Friday 17 August 2007

YesBut can we trust it?


In the preparation of my Wednesday blogs “Memorial day”, I have to research the history both of the memorial’s subject and the sculpture. To do this I rely heavily on the internet. But how reliable is the information posted on web sites?

I have in previous blogs decried the accuracy of reporting in both newspapers and television.

In the main, non fictional books go through a review procedure to ensure the facts are correct - even if the subsequent interpretation is questionably.

But there is no peer review of information posted on the web. The result of this is the perpetuation of miss- and dis-information.

I enter into Google a name > a list of relevant web pages appears > click on what is judged the most pertinent and read the information.

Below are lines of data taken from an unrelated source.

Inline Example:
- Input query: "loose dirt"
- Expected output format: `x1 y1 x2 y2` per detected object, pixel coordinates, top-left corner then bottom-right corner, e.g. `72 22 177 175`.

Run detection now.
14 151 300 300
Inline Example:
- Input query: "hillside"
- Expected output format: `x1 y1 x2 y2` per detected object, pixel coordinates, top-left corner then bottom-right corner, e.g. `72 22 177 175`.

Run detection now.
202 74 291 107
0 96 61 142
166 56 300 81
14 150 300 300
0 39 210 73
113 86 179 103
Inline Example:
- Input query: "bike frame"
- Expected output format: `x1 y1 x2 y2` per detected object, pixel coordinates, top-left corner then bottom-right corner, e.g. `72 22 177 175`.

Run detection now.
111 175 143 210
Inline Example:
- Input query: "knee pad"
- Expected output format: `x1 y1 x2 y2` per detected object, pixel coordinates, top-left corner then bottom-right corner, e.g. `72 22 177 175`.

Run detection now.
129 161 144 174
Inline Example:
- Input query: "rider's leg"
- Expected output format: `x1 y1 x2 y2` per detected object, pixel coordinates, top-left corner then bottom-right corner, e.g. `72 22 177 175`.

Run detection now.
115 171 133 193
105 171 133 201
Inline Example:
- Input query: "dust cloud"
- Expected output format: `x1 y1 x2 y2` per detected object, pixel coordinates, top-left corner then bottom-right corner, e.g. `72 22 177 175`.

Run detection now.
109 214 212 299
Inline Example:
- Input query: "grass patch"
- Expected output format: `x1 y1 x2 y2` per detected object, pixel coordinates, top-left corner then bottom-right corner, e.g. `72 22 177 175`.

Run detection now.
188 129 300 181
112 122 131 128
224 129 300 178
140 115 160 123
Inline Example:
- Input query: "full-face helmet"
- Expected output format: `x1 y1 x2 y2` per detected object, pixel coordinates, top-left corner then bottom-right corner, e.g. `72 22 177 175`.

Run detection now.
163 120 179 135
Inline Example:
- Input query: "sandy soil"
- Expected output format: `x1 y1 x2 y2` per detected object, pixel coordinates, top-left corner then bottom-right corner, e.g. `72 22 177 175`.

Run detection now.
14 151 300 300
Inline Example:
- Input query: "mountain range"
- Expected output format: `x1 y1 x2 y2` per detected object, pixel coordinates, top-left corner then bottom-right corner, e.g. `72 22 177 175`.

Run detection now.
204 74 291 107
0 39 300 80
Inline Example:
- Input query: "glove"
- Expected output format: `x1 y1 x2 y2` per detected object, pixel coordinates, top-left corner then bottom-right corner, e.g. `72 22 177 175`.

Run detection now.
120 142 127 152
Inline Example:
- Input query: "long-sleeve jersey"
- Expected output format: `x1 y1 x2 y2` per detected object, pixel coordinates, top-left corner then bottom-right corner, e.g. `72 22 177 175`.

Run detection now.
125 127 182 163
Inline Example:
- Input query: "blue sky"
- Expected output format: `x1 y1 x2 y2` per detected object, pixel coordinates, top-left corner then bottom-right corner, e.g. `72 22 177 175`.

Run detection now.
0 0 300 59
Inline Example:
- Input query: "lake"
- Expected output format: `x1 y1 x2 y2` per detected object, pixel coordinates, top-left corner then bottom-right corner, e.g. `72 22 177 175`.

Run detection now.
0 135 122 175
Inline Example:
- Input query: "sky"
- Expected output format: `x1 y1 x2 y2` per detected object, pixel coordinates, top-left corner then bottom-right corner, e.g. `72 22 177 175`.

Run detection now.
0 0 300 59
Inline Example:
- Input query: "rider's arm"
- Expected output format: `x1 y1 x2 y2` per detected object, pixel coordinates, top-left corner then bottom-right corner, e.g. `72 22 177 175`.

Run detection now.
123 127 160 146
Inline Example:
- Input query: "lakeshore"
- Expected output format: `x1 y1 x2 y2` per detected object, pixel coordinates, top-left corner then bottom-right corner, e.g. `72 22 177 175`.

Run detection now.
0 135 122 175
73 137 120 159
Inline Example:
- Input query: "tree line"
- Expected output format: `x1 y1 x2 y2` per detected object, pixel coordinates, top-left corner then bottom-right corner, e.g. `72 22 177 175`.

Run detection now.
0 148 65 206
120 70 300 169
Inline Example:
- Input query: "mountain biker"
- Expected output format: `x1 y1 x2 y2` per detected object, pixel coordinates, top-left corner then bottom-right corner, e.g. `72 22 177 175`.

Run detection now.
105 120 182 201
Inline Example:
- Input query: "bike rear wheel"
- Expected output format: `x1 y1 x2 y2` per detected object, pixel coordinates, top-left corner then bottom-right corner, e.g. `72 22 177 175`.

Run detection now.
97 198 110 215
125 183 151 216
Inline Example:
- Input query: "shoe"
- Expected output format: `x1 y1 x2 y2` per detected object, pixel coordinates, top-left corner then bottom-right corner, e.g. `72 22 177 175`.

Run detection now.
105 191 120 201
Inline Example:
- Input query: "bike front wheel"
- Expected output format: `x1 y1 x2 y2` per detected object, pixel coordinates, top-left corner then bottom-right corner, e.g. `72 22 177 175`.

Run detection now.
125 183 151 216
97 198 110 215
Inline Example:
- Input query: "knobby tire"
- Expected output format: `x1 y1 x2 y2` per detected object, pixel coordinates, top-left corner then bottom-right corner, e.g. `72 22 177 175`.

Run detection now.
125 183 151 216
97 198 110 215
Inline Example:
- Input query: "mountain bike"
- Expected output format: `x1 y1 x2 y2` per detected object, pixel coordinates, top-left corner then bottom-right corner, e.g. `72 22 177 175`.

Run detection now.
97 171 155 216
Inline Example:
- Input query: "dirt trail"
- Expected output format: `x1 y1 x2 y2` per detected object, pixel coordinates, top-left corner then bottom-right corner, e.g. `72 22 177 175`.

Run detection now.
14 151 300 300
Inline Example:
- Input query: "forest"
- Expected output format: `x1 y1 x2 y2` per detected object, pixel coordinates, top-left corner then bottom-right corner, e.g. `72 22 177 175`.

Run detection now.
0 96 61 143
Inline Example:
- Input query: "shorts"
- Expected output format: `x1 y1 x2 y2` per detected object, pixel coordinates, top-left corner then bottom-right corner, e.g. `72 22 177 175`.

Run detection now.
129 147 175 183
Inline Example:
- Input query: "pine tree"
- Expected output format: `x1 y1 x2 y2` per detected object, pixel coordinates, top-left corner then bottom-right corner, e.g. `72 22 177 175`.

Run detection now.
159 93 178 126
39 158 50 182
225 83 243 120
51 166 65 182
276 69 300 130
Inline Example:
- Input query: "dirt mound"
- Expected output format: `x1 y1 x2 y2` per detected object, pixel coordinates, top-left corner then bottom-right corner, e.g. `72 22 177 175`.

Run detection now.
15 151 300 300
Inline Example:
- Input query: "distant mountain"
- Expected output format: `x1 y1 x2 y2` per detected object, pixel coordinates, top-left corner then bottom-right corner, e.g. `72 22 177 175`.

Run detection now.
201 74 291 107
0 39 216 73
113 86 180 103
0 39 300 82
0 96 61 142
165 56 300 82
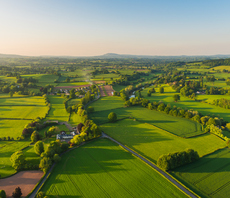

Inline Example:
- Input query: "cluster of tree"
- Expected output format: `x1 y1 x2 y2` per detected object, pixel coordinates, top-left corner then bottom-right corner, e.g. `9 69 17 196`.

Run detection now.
212 98 230 109
157 149 200 171
38 140 69 173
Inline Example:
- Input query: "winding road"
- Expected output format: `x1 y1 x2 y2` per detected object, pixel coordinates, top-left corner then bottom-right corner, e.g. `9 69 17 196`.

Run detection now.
102 133 197 198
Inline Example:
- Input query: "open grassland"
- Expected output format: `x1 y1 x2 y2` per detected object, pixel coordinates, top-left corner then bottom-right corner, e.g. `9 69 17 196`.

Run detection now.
90 96 124 111
0 76 17 83
173 148 230 198
90 105 203 137
46 96 69 122
100 119 226 163
41 139 189 198
21 74 59 87
0 119 30 140
0 141 30 177
142 87 230 122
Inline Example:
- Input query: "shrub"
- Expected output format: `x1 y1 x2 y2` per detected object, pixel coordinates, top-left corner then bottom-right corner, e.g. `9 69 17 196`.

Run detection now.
12 187 22 198
10 151 25 171
0 190 6 198
108 112 117 122
34 141 44 156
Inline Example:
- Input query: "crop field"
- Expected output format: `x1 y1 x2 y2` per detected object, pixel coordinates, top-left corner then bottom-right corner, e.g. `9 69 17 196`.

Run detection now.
41 139 186 198
142 87 230 122
100 119 226 162
0 76 17 83
173 148 230 198
22 74 59 86
90 105 203 137
0 141 30 177
0 119 30 140
46 96 69 121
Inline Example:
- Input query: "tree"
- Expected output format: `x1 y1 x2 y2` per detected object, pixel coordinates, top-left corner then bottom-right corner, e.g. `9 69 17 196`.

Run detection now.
0 190 6 198
9 91 14 98
39 157 52 173
173 94 180 102
30 131 40 143
34 141 44 156
108 112 117 122
12 187 22 198
10 151 25 171
159 87 164 93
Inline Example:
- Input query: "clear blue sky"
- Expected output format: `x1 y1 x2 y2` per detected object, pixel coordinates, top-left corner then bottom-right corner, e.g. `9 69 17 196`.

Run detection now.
0 0 230 56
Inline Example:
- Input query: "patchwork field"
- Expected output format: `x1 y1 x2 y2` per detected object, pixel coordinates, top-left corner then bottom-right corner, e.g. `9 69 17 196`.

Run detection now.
41 139 186 198
173 148 230 198
142 87 230 122
100 119 226 162
46 96 69 121
90 105 203 137
0 141 30 177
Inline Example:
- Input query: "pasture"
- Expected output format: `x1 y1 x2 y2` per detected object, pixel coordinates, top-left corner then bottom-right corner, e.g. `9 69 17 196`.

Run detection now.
173 148 230 198
142 84 230 122
89 105 203 137
100 119 226 163
41 139 186 198
0 141 30 177
46 95 69 122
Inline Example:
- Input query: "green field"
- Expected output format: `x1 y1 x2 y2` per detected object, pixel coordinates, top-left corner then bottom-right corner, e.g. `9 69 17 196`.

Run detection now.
0 141 30 177
100 119 226 162
141 87 230 122
21 74 59 87
46 95 69 122
90 105 203 137
41 139 186 198
173 148 230 198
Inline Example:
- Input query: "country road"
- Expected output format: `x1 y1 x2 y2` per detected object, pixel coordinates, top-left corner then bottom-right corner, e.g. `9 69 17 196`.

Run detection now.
102 133 197 198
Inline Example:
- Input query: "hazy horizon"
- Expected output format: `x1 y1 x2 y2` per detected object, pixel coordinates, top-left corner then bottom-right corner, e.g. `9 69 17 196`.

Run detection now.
0 0 230 56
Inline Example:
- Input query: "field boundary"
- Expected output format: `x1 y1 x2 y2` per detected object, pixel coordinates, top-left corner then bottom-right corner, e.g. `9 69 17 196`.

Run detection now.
102 133 199 198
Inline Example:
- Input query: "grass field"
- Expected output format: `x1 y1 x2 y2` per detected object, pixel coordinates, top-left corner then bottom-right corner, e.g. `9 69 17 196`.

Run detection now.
142 87 230 122
90 96 125 111
100 119 226 162
173 148 230 198
90 105 203 137
46 96 69 121
21 74 59 87
41 139 186 198
0 141 30 177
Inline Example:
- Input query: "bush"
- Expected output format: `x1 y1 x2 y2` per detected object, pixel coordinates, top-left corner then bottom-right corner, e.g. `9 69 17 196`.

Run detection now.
53 154 61 163
108 112 117 122
0 190 6 198
34 141 44 156
12 187 22 198
30 131 40 143
10 151 25 171
39 157 52 173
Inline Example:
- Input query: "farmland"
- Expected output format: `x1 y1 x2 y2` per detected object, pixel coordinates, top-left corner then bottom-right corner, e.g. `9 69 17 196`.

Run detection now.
173 149 230 198
90 101 202 137
41 139 186 197
101 119 226 162
46 96 69 121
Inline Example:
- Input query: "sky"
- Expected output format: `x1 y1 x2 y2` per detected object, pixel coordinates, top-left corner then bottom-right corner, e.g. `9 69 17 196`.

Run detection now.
0 0 230 56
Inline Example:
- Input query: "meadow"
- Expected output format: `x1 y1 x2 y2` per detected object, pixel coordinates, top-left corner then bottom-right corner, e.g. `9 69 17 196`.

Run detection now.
100 119 226 163
0 141 30 177
46 95 69 122
41 139 186 198
89 104 203 137
141 86 230 122
21 74 59 87
173 148 230 198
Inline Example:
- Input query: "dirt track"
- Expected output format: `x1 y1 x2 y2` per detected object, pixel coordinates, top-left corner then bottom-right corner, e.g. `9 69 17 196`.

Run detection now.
0 171 43 197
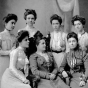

Unfortunately the author of the web site has made a typo, the date quoted is 1998 when in should have been 1989; I do not spot the error and quote 1989 in my blog. The next person comes along reads my blog sees 1989, thinks that’s not correct, checks the web site I had looked at sees 1989, shrugs thinks it must be correct, and quotes 1989. Now there are three sites which say 1989 so it must be correct!

Even Wikipedia isn’t 100% correct! This is due to genuine errors by the contributors; but unfortunately also due to the perverted actions of dingbats who think they are clever in corrupting published information.

So a word of caution, if you are relying on information obtained from the web:

  1. Ensure the reliability of a site - you can be fairly (but not absolutely) confident of information provided by official sites but treat with extreme caution information stated in blogs, (especially this one!).
  2. Try to verify any information, using independent resources - go back and check original source data.